Prix Nobel de physiologie ou de médecine 1945 pour la découverte de la pénicilline et son effet curatif dans diverses maladies infectieuses, partagé avec Sir Alexander Fleming et Sir Howard Walter Florey.
Ernst Chain est né à Berlin en 1906 où son père avait établi une usine chimique. Avec ce bagage, il n’est pas surprenant qu’il ait étudié la chimie et la physiologie à l’Université Friedrich-Wilhelm et qu’il ait obtenu un D.Phil. (sur la spécificité optique des estérases) à l’Institut de pathologie de l’hôpital de la Charité. Ce début de carrière le met en contact avec des sommités comme Walther Nernst, Max Planck, Otto Hahn et Otto Warburg, un panthéon qui témoigne de l’étonnant talent scientifique allemand des années 1920 et 1930.
A la même époque, Chain devient un pianiste suffisamment compétent pour donner des concerts publics. Il fut pendant un temps le critique musical du journal berlinois du soir Welt am Abend et envisagea sérieusement une carrière musicale.
La famille de Chain était juive et, après l’arrivée d’Hitler au pouvoir, il ne tarda pas à se réfugier en Angleterre. Son père était mort quand il avait treize ans. Sa mère et sa sœur sont restées à Berlin, mais ont péri dans un camp de concentration.
Le premier poste de Chain en Angleterre était à l’University College Hospital, mais, peu impressionné par les installations, il est rapidement passé au département de biochimie de Cambridge, malgré l’avertissement de Norman Pirie selon lequel les choses étaient encore pires là-bas ! Il a néanmoins terminé un doctorat sur les propriétés acide-base des phospholipides lécithine et céphaline sous la supervision de Frederick Gowland Hopkins qu’il admirait beaucoup.
En 1935, Howard Florey est devenu professeur de pathologie à Oxford et en septembre 1935, Chain l’a rejoint dans la nouvelle école Sir William Dunn. Le domaine général de recherche de Chain avait toujours été l’enzymologie et Florey lui suggéra d’étudier l’action du lysozyme, l’enzyme bactériolytique qu’Alexander Fleming avait identifié en 1920. Alors qu’il travaillait sur cette enzyme, Chain est tombé sur l’article de Fleming sur la pénicilline provenant du champignon Penicillium notatum. Des tentatives antérieures en 1932 pour purifier la pénicilline avaient échoué, mais Florey et Chain ont convenu que le temps était maintenant venu pour une étude approfondie des substances antimicrobiennes et Chain a donc commencé des expériences avec le Penicillium au cours de l’hiver 1938-1939.

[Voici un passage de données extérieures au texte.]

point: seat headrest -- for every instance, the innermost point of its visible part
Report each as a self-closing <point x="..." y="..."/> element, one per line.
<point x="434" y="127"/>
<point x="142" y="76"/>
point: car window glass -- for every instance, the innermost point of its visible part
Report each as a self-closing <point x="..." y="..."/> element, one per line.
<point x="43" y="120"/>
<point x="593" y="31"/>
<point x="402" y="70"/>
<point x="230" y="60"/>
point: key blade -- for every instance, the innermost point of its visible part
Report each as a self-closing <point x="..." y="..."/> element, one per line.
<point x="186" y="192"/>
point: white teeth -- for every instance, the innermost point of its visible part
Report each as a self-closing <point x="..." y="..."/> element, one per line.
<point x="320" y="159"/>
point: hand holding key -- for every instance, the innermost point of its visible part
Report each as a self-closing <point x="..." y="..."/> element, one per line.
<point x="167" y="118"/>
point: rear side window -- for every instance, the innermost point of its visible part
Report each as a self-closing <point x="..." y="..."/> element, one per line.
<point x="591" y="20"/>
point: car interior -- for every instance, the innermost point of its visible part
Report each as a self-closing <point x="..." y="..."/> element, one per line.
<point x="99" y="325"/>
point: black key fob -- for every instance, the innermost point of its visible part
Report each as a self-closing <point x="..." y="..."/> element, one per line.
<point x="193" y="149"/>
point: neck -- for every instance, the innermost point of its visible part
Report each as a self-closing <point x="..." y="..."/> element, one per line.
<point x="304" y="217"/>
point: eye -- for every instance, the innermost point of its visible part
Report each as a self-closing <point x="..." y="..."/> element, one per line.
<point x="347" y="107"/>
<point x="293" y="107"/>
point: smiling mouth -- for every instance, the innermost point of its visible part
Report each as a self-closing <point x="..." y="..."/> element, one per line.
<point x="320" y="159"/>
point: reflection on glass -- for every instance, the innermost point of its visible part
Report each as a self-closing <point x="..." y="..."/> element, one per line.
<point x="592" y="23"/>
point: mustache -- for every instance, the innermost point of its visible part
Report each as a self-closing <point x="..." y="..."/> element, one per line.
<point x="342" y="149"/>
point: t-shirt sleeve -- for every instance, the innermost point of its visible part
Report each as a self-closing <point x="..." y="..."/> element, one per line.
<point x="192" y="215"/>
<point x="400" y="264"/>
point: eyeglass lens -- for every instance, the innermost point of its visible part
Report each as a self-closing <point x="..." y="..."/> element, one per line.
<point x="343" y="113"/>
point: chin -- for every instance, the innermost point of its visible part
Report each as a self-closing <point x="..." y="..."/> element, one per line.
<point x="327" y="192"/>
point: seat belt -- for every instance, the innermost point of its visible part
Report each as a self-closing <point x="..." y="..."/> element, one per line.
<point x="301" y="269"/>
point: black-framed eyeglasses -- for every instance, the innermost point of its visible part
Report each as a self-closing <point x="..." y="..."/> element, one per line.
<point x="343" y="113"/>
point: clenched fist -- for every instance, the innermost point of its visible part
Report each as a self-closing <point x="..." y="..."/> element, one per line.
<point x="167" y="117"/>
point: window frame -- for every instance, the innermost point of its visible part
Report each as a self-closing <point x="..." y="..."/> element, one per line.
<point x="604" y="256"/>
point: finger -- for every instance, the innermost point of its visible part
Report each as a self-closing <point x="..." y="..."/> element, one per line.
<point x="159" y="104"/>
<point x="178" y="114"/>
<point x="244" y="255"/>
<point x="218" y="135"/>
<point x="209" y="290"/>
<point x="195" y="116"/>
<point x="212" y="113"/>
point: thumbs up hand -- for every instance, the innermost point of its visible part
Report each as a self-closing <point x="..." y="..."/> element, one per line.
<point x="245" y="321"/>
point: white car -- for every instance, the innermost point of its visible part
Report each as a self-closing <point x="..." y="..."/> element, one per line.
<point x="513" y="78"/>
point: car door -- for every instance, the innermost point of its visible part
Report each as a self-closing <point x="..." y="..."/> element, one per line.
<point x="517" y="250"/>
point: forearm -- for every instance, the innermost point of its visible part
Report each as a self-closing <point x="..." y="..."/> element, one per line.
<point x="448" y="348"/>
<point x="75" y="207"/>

La relation entre ces deux hommes n’était pas sans friction, comme on le sait, mais ils sont tous deux d’accord pour dire que la décision de travailler sur la pénicilline était motivée par la curiosité biochimique et pas du tout par la possibilité d’un bénéfice clinique. Florey a observé : « Les gens pensent parfois que moi et les autres avons travaillé sur la pénicilline parce que nous étions intéressés par la souffrance de l’humanité. Je ne pense pas que cela nous ait jamais traversé l’esprit de faire souffrir l’humanité. C’était un exercice scientifique intéressant, et le fait qu’il ait été d’une certaine utilité en médecine est très gratifiant, mais ce n’était pas la raison pour laquelle nous avons commencé à travailler dessus. »
À cette époque, le groupe de Florey avait été renforcé par l’arrivée, également de Cambridge, de l’ingénieux Norman Heatley. C’est Heatley qui a conçu la technique de rétro-extraction pour purifier efficacement la pénicilline en vrac, dans laquelle le principe actif de la pénicilline était retransféré dans l’eau en changeant son acidité.

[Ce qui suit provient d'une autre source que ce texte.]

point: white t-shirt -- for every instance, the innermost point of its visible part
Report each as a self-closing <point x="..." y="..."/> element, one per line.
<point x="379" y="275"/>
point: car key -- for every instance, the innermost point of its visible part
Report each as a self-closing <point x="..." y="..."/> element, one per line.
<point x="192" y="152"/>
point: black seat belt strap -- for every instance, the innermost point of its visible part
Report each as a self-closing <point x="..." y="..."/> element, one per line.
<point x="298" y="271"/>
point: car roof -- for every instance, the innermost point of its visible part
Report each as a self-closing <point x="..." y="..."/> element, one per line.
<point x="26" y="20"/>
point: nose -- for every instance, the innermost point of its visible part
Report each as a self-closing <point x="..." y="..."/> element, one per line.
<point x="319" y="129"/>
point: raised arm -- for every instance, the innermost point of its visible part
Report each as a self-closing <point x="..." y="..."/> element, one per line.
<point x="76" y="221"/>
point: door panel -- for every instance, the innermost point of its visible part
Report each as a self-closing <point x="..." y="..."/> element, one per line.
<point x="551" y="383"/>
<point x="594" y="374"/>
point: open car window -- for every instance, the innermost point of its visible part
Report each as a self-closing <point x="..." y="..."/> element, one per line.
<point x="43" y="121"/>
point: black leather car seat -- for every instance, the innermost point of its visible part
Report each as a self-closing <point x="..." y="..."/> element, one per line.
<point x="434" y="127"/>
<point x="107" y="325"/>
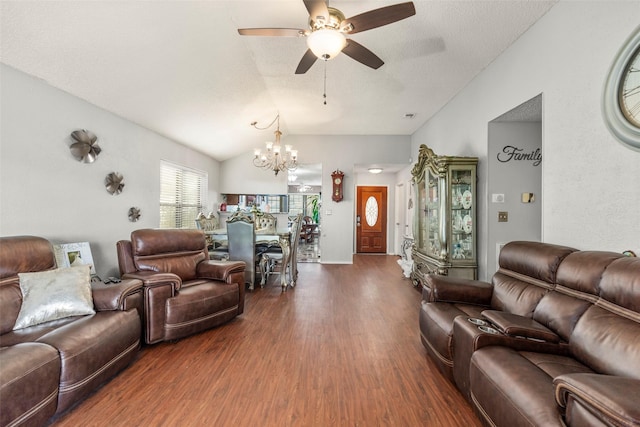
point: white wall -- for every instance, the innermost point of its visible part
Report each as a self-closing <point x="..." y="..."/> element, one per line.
<point x="591" y="196"/>
<point x="44" y="191"/>
<point x="333" y="152"/>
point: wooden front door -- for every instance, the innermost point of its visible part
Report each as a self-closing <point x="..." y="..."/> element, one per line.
<point x="371" y="220"/>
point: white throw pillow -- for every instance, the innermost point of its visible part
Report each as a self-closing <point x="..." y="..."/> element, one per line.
<point x="54" y="294"/>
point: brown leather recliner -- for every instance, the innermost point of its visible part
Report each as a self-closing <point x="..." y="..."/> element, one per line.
<point x="544" y="346"/>
<point x="184" y="291"/>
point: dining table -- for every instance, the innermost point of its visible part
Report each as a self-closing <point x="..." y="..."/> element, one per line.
<point x="279" y="237"/>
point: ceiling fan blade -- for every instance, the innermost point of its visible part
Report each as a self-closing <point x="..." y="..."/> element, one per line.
<point x="379" y="17"/>
<point x="308" y="59"/>
<point x="317" y="8"/>
<point x="361" y="54"/>
<point x="272" y="32"/>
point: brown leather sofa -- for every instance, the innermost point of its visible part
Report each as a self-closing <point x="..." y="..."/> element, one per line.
<point x="184" y="291"/>
<point x="46" y="368"/>
<point x="553" y="340"/>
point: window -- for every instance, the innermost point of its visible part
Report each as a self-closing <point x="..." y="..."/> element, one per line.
<point x="182" y="195"/>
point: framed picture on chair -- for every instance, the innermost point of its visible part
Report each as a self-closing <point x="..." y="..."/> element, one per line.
<point x="72" y="254"/>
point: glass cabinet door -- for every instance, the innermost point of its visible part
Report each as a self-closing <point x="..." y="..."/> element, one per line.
<point x="462" y="245"/>
<point x="422" y="225"/>
<point x="433" y="244"/>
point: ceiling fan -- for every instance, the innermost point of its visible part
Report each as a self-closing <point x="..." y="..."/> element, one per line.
<point x="328" y="28"/>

L’expérience critique a eu lieu en mai 1940 (le journal de Heatley l’enregistre à 11 heures le samedi 25 mai 1940) lorsque huit souris ont été infectées de manière systémique par injection intra-péritonéale d’une dose létale de Streptococcus pyogenes. Une heure plus tard, quatre des souris ont reçu des injections sous-cutanées de pénicilline. Le matin, les souris non traitées étaient mortes. Celles traitées à la pénicilline allaient bien et ont survécu pendant des jours, voire des semaines. Le récit anecdotique est que lorsque Chain est arrivé et a vu les souris vivantes, il a dansé d’excitation.
Cela a conduit à la production à grande échelle de pénicilline pure et à la résolution de sa chimie. L’importance de ces travaux est telle qu’il s’agit aujourd’hui d’une note de bas de page presque insignifiante : pour avoir résolu le mécanisme d’action de la pénicilline, Ernst Chain et Howard Florey ont partagé le prix Nobel de physiologie ou de médecine de 1945 avec Alexander Fleming.